Todd Mitchell hatte zusammen mit drei Freunden einen jungen Mann zusammengeschlagen: Vor dem Bezirksgericht in Kenosha/Wisconsin hätte er dafür wegen gemeinschaftlich begangener Körperverletzung höchstens zwei Jahre Haft erhalten dürfen. Aber Todd Mitchell ist Schwarzer - und sein Opfer war ein weißer Jugendlicher. Das Bezirksgericht gelangte zu der Überzeugung, daß sich die jungen Schwarzen ihr Opfer nach Ansehene des Kinofilms "Missippi Burning" allein wegen seiner weißen Hautfarbe ausgesucht hatten. Das Strafgesetzbuch des Bundesstaates Wisconsin setzt für sogenannte "hate crimes" eine Strafschärfung fest: "Wenn eine Person vorsätzlich ein Verbrechen begeht, das unter Abschnitt a) dieses Gesetzes fällt und das sich gegen eine Person wegen ihrer Rasse, ihrer Religion, ihrer Hautfarbe, ihrer Behinderung, ihrer sexuellen Orientierung, ihrer nationalen oder persönlichen Herkunft richtet...... kann die vom Gesetz vorgesehene Haftstrafe um bis zu fünf Jahre überschritten werden." Todd Mitchells Richter nutzten diese Spanne aus und schickten ihn für 7 Jahre ins Gefängnis, ein Urteil, das 1993 vom Obersten Gerichtshof der Vereinigten Staaten bestätigt wurde.

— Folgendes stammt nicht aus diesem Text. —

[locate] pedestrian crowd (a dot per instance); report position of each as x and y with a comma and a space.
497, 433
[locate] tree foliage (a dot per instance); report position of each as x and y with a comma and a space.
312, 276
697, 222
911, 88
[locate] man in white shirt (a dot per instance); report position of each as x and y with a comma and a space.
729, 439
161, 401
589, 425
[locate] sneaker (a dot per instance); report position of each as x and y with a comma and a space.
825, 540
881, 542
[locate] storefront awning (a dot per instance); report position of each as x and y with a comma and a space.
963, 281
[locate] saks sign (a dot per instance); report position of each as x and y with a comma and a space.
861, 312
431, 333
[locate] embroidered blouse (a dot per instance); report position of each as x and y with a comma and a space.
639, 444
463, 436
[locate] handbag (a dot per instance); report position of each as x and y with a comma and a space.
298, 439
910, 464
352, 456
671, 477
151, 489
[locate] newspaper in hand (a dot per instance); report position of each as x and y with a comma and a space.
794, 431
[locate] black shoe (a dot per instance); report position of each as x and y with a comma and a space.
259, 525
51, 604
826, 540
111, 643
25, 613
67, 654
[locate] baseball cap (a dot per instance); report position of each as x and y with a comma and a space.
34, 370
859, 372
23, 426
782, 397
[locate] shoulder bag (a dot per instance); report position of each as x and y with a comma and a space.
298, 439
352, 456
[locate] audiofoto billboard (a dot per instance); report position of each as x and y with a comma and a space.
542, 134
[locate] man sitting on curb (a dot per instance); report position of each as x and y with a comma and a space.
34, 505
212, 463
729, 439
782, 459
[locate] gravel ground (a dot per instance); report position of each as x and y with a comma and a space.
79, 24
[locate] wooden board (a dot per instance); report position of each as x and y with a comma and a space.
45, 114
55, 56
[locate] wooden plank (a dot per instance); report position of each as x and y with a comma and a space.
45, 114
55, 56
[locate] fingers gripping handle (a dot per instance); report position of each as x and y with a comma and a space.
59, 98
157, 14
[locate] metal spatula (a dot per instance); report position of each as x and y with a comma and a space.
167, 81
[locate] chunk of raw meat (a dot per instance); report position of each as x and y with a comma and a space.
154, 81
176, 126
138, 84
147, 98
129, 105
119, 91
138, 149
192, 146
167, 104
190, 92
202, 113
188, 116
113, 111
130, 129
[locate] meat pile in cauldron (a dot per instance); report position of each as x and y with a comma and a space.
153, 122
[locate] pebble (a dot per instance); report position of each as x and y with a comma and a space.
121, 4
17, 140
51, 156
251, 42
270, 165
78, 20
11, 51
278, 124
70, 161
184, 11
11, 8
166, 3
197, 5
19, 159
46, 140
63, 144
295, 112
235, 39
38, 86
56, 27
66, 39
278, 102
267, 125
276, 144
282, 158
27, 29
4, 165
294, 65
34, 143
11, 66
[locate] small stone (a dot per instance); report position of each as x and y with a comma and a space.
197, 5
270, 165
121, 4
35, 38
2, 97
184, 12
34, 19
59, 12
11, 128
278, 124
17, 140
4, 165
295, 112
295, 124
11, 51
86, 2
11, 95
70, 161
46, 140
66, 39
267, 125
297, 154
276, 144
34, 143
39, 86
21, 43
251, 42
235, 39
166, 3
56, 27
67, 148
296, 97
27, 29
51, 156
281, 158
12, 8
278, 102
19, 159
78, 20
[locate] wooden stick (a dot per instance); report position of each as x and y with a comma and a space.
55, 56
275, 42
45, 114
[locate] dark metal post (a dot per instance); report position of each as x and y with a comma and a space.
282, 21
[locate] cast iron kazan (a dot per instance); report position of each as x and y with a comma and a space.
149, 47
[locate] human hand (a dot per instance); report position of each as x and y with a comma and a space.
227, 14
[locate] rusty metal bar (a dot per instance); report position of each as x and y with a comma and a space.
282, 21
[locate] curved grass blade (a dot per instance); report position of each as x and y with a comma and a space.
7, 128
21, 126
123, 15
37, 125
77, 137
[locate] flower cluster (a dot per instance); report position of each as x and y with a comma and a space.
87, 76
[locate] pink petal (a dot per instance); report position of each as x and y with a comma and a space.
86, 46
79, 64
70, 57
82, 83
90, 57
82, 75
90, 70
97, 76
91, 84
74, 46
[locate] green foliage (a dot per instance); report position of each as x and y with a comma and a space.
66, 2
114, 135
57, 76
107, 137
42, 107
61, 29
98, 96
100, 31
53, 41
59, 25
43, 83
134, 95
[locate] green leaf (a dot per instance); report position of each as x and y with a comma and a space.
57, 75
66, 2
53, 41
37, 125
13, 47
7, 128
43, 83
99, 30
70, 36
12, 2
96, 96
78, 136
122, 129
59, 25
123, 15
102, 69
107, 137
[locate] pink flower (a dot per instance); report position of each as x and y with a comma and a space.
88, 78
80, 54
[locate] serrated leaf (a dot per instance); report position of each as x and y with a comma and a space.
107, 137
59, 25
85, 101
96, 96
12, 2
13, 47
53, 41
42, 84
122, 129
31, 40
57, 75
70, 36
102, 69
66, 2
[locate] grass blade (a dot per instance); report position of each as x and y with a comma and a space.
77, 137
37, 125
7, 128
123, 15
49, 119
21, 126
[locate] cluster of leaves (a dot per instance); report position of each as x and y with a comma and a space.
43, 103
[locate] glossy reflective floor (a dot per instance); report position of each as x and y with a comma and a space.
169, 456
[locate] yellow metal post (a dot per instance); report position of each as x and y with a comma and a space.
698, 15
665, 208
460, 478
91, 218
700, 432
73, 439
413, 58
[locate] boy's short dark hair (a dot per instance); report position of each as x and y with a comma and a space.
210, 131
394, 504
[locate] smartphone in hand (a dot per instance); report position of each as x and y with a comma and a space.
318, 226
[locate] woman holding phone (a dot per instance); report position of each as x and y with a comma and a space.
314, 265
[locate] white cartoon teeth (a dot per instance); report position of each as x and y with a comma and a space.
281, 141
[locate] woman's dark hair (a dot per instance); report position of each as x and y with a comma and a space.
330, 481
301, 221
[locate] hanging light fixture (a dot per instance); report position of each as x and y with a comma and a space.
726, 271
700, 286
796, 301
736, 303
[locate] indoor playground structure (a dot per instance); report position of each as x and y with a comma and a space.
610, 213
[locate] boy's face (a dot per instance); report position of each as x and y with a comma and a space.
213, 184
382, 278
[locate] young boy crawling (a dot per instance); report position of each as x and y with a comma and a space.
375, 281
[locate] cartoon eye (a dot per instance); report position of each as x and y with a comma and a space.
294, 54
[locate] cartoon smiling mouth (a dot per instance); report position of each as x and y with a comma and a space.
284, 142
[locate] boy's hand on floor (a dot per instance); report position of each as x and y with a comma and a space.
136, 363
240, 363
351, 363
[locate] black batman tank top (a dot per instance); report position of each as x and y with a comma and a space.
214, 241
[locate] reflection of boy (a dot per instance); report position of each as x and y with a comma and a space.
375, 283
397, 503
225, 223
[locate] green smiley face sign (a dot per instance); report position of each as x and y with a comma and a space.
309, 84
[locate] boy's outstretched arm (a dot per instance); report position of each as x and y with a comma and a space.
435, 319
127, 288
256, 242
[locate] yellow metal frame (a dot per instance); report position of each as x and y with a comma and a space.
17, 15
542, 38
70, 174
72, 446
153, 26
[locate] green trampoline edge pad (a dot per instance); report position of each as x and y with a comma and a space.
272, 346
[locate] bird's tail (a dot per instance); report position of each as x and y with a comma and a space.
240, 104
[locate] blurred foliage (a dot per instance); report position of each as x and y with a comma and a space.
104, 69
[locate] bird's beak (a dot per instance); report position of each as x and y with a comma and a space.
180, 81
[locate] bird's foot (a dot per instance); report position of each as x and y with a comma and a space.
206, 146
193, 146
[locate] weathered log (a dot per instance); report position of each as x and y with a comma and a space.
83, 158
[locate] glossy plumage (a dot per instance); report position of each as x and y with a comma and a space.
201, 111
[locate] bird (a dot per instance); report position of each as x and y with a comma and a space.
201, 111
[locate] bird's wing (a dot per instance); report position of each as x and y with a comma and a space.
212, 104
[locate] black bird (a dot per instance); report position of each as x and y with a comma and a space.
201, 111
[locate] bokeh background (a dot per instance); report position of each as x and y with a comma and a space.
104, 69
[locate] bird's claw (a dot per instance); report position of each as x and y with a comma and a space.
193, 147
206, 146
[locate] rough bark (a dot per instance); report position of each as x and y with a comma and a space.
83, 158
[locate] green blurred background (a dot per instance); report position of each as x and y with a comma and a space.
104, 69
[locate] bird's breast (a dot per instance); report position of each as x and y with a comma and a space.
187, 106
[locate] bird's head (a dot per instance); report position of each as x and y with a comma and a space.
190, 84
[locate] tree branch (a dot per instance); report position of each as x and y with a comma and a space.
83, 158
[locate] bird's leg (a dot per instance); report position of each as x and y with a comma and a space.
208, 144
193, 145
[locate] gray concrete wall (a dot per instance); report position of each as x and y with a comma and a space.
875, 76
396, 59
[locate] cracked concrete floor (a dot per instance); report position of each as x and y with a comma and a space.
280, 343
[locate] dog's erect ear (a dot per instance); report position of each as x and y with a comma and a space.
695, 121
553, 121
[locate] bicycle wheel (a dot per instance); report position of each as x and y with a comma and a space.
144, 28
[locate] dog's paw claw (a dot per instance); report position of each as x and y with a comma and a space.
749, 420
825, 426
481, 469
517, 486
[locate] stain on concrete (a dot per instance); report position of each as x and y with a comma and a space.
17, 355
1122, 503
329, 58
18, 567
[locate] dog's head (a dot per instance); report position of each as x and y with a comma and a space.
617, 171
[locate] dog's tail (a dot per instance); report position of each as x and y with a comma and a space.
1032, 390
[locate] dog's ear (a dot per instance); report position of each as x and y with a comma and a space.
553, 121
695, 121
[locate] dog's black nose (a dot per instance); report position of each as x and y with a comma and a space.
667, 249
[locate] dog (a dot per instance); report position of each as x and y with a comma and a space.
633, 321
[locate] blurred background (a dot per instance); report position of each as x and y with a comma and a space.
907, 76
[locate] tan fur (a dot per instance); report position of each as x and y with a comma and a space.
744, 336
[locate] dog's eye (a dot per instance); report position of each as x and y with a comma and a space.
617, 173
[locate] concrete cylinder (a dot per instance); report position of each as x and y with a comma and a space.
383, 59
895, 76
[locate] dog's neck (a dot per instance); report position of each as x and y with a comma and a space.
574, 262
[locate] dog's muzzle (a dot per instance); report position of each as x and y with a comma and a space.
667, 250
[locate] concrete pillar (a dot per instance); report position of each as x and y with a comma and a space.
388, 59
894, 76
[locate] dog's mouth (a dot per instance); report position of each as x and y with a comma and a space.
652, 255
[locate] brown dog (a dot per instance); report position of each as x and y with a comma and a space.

Diederichsen hat den an sich sympathischen Vorschlag unterbreitet, dem in Deutschland grassierenden Rassismus nicht mit den Mitteln akzeptierender Sozialarbeit, sondern verstärkt, nach us-amerikanischem Vorbild mit Kriminalisierung zu begegnen. Das Strafrecht als "ultima ratio", als letztes Mittel gegen das Faktum der "no-go-areas" für Farbige im Osten zu empfehlen ist ein riskantes Unterfangen: Gerade der deutsche Staat und seine Agenturen, die die Strafgesetze durchsetzen müssen, stehen nicht auf der Seite der Minderheiten, die durch "hate crimes" geschützt, denen Bewegungsmöglichkeiten eröffnet werden sollen. Wie können aber Institutionen wie Polizei und Justiz, die oftmals, selber diskriminieren antirassistisch konzipierte Strafvorschriften angemessen interpretieren? Wird am Ende nicht ein Vietnamese, der sich gegen Skin-Angreifer effektiv und erfolgreich zur Wehr setzt, eher wegen eines "hate crimes" eine verschärfte Strafe kassieren, als die neuen Jungnazis, die Diederichsen ins Visier nehmen will? Der Missbrauch von "hate crimes" droht also, nicht weil sie gegen Nazis zu oft, sondern weil sie auch und vor allem gegen ihre Opfer in Stellung gebracht werden könnten. So verfestigt ist der rassistische Status bereits.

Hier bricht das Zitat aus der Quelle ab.